When Gov. Larry Hogan vetoed the General Assembly's paid sick leave bill last May, he announced the creation of a task force to "better understand access to paid leave policies."
Here's the issue: what the governor is suggesting has already been done. As chairman of the Senate Finance Committee, I worked diligently and continuously with all stakeholders, including advocates, businesses and my colleagues on both sides of the political aisle to craft the Healthy Working Families Act (HB1). For two years, I personally reached out to Governor Hogan to join these conversations – and the governor and members of his administration never accepted the offer to meet with us.
Since then, Governor Hogan’s so-called task force has gone nowhere fast. The Department of Labor’s “Committee on Paid Leave Policy” is shrouded in secrecy – and none of my colleagues in the House and Senate have been notified of any meetings or progress on this issue. Governor Hogan’s decision to veto HB1 disappointed and shattered the dreams of tens of thousands of working families – and his so-called Committee on Paid Leave Policy is meant to distract us from his veto of the common sense bill we have right in front of us.
The fact is, we do not need yet another task force to tell us what we already know: that when it comes to supporting their families and taking care of their health, Marylanders are getting the short end of the stick.
We already know that 750,000 hardworking Marylanders do not have the ability to take time off when they are sick. We heard from families across the state facing impossible choices, like whether to send a sick child to school or daycare or risk losing wages, or worse, their jobs. We know that without earned paid sick days, families are more likely to go to work sick and delay needed medical care, leading to prolonged illnesses and costly emergency room visits. For seniors, one sick caregiver can jeopardize the health of their entire nursing home or leave their adult children without the workplace flexibility to care for their aging parents when they need them.
And we know that without earned sick days, we were putting the health and economic well-being of our communities at risk – because when one worker is forced to come to work with the flu, we are putting workers as well as employees and customers in harm's way, especially seniors, children and people with chronic health problems. Earned sick days are also crucial to reducing staff turnover – studies show that earned sick days would lead to $132 million in savings for Maryland businesses.
The Working Families Act passed with veto-proof majorities because it's the right thing to do for Maryland families. At its heart, this bill is about family and fairness. It's about ensuring that we have fair workplace policies that provide everyone an opportunity to get ahead. It's no wonder earned sick leave is such a popular idea around our state – in fact, a 2015 University of Maryland-Washington Post poll found that more than eight in 10 voters believe hard work should be respected and people should be able to earn paid sick days based on the number of hours they work.
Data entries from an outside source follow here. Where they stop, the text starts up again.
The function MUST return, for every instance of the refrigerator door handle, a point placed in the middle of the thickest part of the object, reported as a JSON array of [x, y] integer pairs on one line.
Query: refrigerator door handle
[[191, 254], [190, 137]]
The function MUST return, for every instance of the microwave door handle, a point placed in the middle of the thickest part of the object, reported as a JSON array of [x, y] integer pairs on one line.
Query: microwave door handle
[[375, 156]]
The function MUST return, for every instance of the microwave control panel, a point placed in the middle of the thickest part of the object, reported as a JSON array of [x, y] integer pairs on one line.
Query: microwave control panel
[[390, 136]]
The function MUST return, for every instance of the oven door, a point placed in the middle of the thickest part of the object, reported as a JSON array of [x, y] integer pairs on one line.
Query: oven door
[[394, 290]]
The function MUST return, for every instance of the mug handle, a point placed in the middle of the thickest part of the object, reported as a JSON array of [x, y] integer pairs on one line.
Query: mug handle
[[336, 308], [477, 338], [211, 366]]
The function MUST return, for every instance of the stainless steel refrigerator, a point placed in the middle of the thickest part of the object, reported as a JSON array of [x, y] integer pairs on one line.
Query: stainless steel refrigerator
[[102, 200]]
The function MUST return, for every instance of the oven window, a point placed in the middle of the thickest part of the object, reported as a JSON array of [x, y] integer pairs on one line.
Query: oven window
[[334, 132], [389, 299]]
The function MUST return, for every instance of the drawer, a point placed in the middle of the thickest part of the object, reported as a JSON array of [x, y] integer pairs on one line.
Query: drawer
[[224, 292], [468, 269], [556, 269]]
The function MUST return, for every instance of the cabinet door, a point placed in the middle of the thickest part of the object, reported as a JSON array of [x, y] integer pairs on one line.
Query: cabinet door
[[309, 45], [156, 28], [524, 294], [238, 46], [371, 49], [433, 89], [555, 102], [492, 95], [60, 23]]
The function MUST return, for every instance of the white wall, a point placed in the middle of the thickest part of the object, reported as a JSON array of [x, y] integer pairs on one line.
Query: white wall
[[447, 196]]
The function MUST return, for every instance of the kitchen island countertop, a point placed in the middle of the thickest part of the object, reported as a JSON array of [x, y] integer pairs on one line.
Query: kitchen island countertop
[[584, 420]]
After five long years of debate and working across the aisle to create a true common sense law, the Healthy Working Families Act is just within our reach. By overriding his veto, Maryland legislators have the opportunity to give hardworking Marylanders the peace of mind that comes with knowing that one bout of flu or a sick child won't cost them their job or that month's rent. It is time to enact a meaningful piece of legislation and safeguard the health and economic future of millions of families, seniors and hardworking Marylanders across the state.
As elected officials, Governor Hogan and I already have access to earned paid sick days. Don't all Marylanders deserve that same opportunity?